Similarly, the oddball paradigm had to be adapted to the current aim of the study. The recording was done with moderate tone intensity and closed eyes in order to follow the VIGALL SOPs of arousal assessment as far as possible. However, there is some evidence that recording with closed eyes does not compromise the standard oddball condition [75]. In addition, the typical duration was largely extended (compared to standard oddball paradigms) in order to get enough EEG-vigilance stage variability. These changes might have reduced EPs amplitudes and their reliabilities.

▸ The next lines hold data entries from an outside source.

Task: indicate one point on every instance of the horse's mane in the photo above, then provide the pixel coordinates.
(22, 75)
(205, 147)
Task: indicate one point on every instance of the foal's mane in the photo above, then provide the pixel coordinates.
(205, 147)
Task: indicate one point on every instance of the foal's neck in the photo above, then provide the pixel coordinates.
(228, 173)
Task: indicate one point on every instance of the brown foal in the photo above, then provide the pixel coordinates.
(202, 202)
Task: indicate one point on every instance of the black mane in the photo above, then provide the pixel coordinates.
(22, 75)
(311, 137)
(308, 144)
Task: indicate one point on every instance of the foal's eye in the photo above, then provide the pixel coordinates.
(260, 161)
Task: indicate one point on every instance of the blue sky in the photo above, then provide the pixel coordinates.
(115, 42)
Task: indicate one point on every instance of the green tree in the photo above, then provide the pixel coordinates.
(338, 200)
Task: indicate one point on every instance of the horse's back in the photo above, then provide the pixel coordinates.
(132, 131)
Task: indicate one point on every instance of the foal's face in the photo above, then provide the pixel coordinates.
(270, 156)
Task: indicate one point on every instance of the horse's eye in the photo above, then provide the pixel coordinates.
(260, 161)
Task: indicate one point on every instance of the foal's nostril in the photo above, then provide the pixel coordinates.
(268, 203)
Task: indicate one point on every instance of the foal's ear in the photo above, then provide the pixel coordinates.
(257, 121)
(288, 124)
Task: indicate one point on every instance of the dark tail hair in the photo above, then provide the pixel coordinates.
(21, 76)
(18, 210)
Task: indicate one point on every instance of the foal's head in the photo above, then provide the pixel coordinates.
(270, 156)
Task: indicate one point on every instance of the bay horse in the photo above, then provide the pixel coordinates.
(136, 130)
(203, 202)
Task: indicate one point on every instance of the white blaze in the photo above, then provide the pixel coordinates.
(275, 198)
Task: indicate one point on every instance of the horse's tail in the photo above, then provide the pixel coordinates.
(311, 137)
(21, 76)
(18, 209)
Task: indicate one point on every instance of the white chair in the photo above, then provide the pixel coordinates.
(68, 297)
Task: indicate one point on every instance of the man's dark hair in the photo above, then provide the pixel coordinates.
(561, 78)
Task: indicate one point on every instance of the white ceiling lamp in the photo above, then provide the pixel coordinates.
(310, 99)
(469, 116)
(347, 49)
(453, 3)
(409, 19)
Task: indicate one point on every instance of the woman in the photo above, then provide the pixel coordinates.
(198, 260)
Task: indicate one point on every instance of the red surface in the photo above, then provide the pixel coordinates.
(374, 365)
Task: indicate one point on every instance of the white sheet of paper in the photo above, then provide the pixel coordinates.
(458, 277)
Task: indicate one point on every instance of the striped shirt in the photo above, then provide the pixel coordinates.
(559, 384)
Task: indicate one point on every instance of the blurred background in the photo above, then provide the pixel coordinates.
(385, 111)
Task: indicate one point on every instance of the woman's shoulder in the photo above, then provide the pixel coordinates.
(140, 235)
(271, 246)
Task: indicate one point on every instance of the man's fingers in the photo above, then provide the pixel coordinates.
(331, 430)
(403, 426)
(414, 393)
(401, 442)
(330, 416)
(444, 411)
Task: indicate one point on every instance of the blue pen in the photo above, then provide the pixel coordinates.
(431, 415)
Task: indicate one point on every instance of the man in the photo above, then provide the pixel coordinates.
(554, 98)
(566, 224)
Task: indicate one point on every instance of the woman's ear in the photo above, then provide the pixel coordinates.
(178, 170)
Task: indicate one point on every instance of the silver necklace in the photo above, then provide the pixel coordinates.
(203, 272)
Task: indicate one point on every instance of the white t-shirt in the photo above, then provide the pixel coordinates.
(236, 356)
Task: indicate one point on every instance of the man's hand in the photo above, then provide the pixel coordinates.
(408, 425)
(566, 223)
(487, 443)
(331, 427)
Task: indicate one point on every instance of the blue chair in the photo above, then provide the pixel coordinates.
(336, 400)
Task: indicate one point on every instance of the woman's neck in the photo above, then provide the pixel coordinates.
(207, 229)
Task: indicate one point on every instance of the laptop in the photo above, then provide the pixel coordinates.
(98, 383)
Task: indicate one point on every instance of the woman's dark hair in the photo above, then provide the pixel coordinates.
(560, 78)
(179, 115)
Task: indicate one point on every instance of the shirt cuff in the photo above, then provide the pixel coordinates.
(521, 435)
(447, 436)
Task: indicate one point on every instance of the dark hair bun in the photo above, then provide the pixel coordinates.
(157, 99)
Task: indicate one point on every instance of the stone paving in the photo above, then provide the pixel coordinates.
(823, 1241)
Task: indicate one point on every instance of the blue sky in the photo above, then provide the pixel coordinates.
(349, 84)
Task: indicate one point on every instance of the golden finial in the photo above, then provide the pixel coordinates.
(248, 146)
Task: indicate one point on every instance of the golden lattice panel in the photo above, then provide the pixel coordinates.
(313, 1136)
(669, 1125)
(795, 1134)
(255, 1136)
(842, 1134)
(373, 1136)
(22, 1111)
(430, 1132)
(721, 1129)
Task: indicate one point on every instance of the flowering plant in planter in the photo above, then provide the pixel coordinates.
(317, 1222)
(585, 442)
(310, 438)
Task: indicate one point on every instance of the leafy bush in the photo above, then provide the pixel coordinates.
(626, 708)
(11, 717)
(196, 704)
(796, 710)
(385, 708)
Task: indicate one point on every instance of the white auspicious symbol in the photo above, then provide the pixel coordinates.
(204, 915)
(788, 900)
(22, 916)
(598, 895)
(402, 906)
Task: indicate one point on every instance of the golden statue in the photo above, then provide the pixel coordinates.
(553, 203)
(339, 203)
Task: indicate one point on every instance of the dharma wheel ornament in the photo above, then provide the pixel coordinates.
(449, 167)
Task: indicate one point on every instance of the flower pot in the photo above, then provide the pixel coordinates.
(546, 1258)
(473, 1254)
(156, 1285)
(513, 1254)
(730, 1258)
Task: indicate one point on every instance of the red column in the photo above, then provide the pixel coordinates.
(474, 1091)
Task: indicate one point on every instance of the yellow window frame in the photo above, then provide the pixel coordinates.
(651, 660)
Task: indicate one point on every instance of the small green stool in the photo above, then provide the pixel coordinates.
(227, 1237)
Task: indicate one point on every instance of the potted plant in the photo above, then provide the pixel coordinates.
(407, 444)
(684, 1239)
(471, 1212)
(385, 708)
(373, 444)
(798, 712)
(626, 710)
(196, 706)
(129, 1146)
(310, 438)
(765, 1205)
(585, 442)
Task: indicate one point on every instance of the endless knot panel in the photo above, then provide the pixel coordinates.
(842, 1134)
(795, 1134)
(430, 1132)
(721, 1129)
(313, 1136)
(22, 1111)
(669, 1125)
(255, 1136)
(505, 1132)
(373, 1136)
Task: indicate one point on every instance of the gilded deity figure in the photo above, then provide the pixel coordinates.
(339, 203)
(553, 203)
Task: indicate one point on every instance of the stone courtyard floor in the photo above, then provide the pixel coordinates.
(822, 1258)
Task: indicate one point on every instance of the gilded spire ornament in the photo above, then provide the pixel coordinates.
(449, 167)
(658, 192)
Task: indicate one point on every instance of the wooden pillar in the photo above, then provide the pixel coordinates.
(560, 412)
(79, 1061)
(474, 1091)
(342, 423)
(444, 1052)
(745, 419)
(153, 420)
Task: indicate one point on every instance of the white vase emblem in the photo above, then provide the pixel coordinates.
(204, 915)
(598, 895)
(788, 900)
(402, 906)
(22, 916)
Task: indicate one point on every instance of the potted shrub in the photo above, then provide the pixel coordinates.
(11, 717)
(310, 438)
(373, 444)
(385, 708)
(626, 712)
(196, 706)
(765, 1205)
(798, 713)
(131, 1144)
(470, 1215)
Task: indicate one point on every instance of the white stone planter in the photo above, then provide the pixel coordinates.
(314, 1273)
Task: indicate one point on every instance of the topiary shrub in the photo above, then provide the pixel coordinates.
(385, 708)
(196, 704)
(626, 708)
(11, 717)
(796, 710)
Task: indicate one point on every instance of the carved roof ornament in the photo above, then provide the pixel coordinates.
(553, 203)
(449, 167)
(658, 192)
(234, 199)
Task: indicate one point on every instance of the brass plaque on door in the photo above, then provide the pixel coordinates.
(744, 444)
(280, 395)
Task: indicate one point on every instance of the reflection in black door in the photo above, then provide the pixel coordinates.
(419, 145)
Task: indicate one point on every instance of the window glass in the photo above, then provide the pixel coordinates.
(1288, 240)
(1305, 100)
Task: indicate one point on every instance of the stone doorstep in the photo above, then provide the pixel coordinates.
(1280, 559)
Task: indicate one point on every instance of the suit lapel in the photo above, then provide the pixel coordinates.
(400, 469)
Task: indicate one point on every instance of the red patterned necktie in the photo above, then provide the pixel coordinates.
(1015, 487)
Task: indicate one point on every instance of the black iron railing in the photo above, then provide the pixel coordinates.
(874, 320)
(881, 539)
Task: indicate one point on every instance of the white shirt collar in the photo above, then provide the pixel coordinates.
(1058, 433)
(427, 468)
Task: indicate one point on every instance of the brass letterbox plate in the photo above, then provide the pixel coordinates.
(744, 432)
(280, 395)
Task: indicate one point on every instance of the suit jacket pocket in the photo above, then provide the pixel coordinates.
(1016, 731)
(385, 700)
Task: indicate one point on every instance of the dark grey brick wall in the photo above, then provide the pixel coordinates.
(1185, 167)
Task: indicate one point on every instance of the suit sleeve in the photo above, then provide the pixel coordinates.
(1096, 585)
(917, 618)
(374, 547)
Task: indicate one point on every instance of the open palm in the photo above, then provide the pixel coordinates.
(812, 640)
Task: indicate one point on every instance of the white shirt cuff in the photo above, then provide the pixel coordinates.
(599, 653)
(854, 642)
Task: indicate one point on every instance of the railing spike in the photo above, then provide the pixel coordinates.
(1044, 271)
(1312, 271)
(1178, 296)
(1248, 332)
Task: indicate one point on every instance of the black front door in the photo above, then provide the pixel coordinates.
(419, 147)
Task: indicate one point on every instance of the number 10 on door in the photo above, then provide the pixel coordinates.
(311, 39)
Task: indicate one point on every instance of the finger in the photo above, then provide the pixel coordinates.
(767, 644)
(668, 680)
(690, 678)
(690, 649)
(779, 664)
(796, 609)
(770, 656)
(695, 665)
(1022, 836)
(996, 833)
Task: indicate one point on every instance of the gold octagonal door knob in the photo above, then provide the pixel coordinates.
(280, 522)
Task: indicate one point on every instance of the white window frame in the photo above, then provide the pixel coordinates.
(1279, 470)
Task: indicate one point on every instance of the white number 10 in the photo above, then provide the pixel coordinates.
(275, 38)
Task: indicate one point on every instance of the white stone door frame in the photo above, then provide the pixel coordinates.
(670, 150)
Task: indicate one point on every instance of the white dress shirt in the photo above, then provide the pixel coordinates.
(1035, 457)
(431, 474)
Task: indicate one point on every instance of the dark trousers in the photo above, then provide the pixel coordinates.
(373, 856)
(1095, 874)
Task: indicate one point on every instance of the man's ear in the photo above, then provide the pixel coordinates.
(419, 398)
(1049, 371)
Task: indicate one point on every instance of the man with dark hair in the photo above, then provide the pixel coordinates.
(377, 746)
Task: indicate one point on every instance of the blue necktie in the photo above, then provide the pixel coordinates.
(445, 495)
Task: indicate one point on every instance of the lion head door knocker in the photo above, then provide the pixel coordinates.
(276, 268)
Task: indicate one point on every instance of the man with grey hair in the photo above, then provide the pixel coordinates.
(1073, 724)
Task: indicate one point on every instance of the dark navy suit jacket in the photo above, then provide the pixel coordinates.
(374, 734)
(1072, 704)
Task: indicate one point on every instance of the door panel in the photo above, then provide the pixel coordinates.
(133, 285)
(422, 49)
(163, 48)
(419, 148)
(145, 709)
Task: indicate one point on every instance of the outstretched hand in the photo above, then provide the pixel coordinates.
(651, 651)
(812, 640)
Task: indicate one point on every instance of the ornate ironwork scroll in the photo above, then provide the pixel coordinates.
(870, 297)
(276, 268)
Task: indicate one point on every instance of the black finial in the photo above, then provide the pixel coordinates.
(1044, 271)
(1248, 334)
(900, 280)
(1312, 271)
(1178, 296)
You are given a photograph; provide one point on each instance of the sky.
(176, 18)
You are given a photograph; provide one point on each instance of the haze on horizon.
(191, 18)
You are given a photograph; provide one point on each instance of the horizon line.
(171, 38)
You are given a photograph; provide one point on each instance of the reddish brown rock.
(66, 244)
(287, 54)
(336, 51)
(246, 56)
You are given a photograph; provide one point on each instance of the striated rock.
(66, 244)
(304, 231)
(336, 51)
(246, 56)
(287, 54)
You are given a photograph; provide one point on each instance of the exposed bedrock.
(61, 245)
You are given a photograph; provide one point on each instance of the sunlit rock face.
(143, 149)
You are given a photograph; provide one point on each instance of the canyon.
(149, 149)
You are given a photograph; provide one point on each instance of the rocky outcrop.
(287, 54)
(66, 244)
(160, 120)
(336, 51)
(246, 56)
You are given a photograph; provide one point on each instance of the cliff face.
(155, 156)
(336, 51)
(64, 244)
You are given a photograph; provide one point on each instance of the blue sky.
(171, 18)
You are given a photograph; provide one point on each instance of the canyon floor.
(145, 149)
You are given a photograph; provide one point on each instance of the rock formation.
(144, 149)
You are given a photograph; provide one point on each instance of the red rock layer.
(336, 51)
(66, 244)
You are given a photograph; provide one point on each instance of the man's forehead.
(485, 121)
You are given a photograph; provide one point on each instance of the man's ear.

Finally, one might argue that the association between EPs/performance and EEG-vigilance stages might partly reflect habituation and exhaustion effects, because the longer the recording duration the more habituation, exhaustion and the more low arousal states might occur. However, there are several arguments that the EP and performance changes mainly result from arousal changes. Firstly, our study recording time was still moderate, compared with recording times of either 3 h or over the course of several nights that is the recording time of other studies [3, 9, 10, 22]. Secondly, subjects were awoken and activated in each case where sleep lasted more than 5 min. Therefore, during the 2 h EEG-vigilance stages were quite equally distributed (see Additional file 5: Table S7), which can be expected to avoid a confounding of EEG-vigilance stages with time-on-task effects. Finally, in order to further verify that arousal effects on EPs occur independently of habituation effects, we analyzed the effects of brain arousal on standard N1, while reducing time-on-task effects as outlined in the following. We chose the N1 because this component is very strongly affected by habituation [76]. We segmented our entire EEG segment into four 30-min-blocks (minute 1–30, 31–60, 61–90 and 91–120). We then computed the averaged amplitudes for standard N1 during stages A and B2/3&C within each time block (i.e. \(\overline{N1}\) A,block1, …; \(\overline{N1}\) B2/3&C,block1, …), respectively (at least 20 epochs in the respective stage and in each time block were required). To control the effect of time-on-task during the 2 h, the averages of averages (from block 1 to 4) during stages A and B2/3&C were then computed. In the ignored condition, \(\overline{{{\text{N}}1}}\) A(block1-4) was still significantly larger than \(\overline{{{\text{N}}1}}\) B2/3&C(block1-4) [\(\overline{N1}\) A(block1-4) = −1.7 µV, \(\overline{N1}\) B2/3&C(block1-4) = −0.6 µV, t (24) = −3.940, p < .01]; and in the attended condition, similar difference has been obtained [\(\overline{N1}\) A(block1-4) = −1.4 µV, \(\overline{N1}\) B2/3&C(block1-4) = − 0.3 µV, t (21) = −4.616, p < .001]. These results together with the equal distribution of arousal states across the 2 h, suggest that the decrement of EPs during lower EEG-vigilance stages is caused not only by time-on-task, it was also caused by the decline of EEG-vigilance stages.

Conclusion

In conclusion, for the first time, the present study demonstrated the sensitivity of EP components and behavioral performance to EEG-vigilance stages A, B1 and B2/3&C, thereby contributing to the validation of VIGALL. The directions of the EP-arousal associations were as expected from previous studies, which applied less fine-graded arousal classifications. With decreasing arousal, a decrease of N1 and an increase of P1, P2 and N300 were found. By applying VIGALL, a more detailed view on these arousal associations was possible, such as the finding that P2 showed no further amplitude increase in stages deeper than B1. In the second step of analyses, no differences in EPs and performance could be shown for stage 0 compared with A-stages. However, the sensitivities of EPs and performance to the other single stages (A-substages, B1, B2/3 and C) have been partly confirmed. As limitation of the current study, those analyses comparing single stages were partly based on small sample sizes and future studies should take effort to get enough epochs of these stages, e.g. by an overnight EEG. Nonetheless, the main findings of a clear arousal dependency of EPs and performance clearly point to the necessity to control or consider arousal effects when interpreting EPs.